Smoke Detectors No Substitute For EDITH
The Editor’s Opinion Page
There are a lot of people in this country, including some in the fire service, who seem to feel that the home fire and smoke detector is the greatest thing that has happened since the invention of the automatic sprinkler. But this detector has only one function and that is to alert the occupants of a home that there is a fire. Once alerted, the occupants should leave their home by the quickest and safest route possible (it might mean dropping from a second-floor window).
The routes available, however, should never include going down a stairway up from which the smoke and heat are ascending as indicated in a current TV commercial. Nor should it include traveling to the alerting detector where the heat and smoke would be the greatest.

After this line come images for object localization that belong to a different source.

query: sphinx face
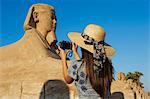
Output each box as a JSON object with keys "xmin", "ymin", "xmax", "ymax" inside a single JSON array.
[
  {"xmin": 34, "ymin": 10, "xmax": 56, "ymax": 33},
  {"xmin": 32, "ymin": 5, "xmax": 57, "ymax": 46}
]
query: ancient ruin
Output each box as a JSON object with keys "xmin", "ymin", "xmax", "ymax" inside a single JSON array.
[{"xmin": 111, "ymin": 72, "xmax": 146, "ymax": 99}]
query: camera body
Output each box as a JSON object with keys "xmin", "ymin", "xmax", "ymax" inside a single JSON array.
[{"xmin": 59, "ymin": 40, "xmax": 72, "ymax": 50}]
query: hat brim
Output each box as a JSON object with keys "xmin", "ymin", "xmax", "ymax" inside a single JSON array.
[{"xmin": 68, "ymin": 32, "xmax": 116, "ymax": 58}]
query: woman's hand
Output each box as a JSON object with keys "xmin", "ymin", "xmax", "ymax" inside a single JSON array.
[
  {"xmin": 58, "ymin": 46, "xmax": 67, "ymax": 61},
  {"xmin": 72, "ymin": 43, "xmax": 78, "ymax": 54},
  {"xmin": 71, "ymin": 43, "xmax": 80, "ymax": 60}
]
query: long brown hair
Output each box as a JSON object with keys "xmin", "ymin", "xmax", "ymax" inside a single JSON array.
[{"xmin": 81, "ymin": 48, "xmax": 114, "ymax": 98}]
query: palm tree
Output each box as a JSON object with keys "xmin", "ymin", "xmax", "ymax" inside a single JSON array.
[{"xmin": 126, "ymin": 71, "xmax": 144, "ymax": 87}]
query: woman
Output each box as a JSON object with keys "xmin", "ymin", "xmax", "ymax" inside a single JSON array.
[{"xmin": 59, "ymin": 24, "xmax": 116, "ymax": 99}]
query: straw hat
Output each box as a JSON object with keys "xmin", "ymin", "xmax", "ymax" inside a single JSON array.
[{"xmin": 68, "ymin": 24, "xmax": 116, "ymax": 58}]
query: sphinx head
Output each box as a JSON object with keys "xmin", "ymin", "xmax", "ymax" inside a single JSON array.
[
  {"xmin": 24, "ymin": 4, "xmax": 57, "ymax": 45},
  {"xmin": 117, "ymin": 72, "xmax": 126, "ymax": 81}
]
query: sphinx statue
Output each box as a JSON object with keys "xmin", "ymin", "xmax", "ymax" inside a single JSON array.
[
  {"xmin": 117, "ymin": 72, "xmax": 126, "ymax": 81},
  {"xmin": 0, "ymin": 4, "xmax": 76, "ymax": 99}
]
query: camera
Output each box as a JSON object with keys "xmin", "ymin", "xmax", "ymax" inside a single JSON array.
[{"xmin": 59, "ymin": 40, "xmax": 72, "ymax": 50}]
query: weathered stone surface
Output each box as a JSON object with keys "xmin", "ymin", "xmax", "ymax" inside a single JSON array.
[
  {"xmin": 111, "ymin": 80, "xmax": 135, "ymax": 99},
  {"xmin": 22, "ymin": 94, "xmax": 41, "ymax": 99},
  {"xmin": 22, "ymin": 81, "xmax": 43, "ymax": 94},
  {"xmin": 0, "ymin": 82, "xmax": 21, "ymax": 99}
]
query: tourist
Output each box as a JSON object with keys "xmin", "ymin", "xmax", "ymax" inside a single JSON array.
[{"xmin": 59, "ymin": 24, "xmax": 116, "ymax": 99}]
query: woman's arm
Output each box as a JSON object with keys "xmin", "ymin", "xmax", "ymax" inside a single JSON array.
[
  {"xmin": 72, "ymin": 43, "xmax": 80, "ymax": 60},
  {"xmin": 58, "ymin": 46, "xmax": 74, "ymax": 84}
]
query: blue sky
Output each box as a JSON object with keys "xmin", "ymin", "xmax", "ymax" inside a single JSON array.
[{"xmin": 0, "ymin": 0, "xmax": 149, "ymax": 91}]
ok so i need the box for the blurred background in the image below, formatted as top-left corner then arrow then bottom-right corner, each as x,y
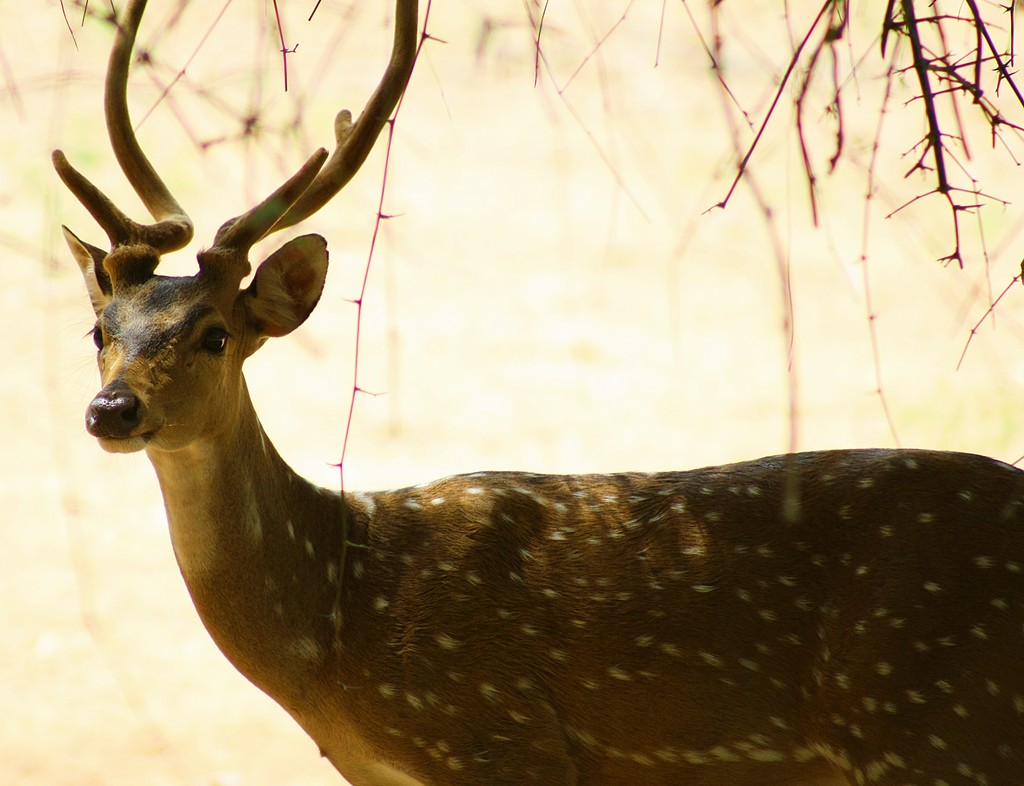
5,1 -> 1024,784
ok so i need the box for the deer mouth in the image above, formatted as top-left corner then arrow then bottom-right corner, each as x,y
95,432 -> 153,454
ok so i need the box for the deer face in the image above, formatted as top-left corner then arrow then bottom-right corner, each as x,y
69,232 -> 328,454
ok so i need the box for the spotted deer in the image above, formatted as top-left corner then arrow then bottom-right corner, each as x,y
57,1 -> 1024,784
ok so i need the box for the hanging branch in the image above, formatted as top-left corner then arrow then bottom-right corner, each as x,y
898,0 -> 964,266
707,0 -> 1024,269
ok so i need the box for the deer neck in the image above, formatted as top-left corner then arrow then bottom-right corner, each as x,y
144,379 -> 352,704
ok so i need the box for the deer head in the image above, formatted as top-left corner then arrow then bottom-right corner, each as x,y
55,0 -> 418,455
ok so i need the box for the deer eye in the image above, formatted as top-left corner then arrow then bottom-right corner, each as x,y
201,327 -> 230,354
91,325 -> 104,350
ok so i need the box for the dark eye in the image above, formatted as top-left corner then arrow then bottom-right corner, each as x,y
91,325 -> 104,350
201,327 -> 229,354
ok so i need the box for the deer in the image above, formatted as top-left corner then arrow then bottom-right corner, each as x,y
55,1 -> 1024,784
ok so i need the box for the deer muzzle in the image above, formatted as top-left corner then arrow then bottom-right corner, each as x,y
86,381 -> 149,452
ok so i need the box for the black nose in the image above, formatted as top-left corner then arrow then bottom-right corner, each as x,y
86,383 -> 141,438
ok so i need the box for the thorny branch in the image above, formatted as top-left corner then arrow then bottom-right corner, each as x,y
712,0 -> 1024,270
711,0 -> 837,214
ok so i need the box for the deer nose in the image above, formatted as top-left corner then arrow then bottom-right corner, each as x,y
86,383 -> 141,438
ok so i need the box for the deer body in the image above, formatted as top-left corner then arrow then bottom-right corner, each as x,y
55,1 -> 1024,783
148,363 -> 1024,786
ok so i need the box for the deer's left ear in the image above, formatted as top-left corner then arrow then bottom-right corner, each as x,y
242,234 -> 328,338
63,225 -> 112,316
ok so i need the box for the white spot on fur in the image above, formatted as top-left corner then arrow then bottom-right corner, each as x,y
435,633 -> 461,650
289,637 -> 321,662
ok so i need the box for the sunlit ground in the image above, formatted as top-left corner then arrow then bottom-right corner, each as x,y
4,1 -> 1024,784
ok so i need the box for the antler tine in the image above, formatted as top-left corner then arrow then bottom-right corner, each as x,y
206,148 -> 329,273
260,0 -> 419,238
105,0 -> 193,251
52,149 -> 138,241
53,0 -> 192,253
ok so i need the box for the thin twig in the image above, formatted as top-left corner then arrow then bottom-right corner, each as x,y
679,0 -> 752,129
957,273 -> 1022,370
271,0 -> 293,92
859,48 -> 901,444
711,0 -> 834,213
964,0 -> 1024,109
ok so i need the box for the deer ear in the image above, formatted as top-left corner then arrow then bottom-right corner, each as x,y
243,234 -> 328,338
63,225 -> 112,315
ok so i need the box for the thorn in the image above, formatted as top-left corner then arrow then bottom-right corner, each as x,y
354,386 -> 387,398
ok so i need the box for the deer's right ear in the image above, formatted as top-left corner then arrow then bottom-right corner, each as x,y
63,226 -> 112,315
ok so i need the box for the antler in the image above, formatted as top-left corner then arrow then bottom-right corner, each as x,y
212,0 -> 420,257
269,0 -> 420,234
55,0 -> 420,279
53,0 -> 193,252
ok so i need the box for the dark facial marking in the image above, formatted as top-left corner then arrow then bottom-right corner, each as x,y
135,302 -> 219,357
142,277 -> 190,312
99,282 -> 219,359
101,302 -> 122,338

Both of these hazardous actions are pointed out by a fire instructor in this month’s Letters to the Editor, page 17. He advises quite properly that “when a smoke alarm alerts building occupants, the occupants should leave in a direction just opposite to the vertical or horizontal area that funneled the smoke and heat to the smoke detecting appliance.”
Fire departments for years have been teaching the proper way to exit from a home threatened by fire. We refer, of course to Operation EDITH—Exit Drills in the Home. But perhaps, in view of the competition it is getting from TV commercials, some refresher courses had better be started.
EDITH is no simple operation. There are five steps in the plan, one of which calls for the occupants of a home to select two means of escape from each bedroom. The last step has the family meeting outdoors at a predesignated location. Poppa and Momma and three kids conceivably could have each taken a different escape route and it would be well to count heads.
Operation EDITH does call for an early warning device against fire. However, in purchasing and installing such a device, a home owner will need some reasonably expert advice and instruction. And logically, he should turn to his local fire department for help. It was for this reason that the United States Fire Administration prepared a series of smoke detector public education manuals to teach the fire prevention community the basics of home smoke detectors. One of the basics is that a detector must be maintained—tested regularly and examined and cleaned.
So, there is more to smoke detectors than meets the eye, particular on the 19-inch tube. This more, of course, must be gotten over to the public by the local fire department.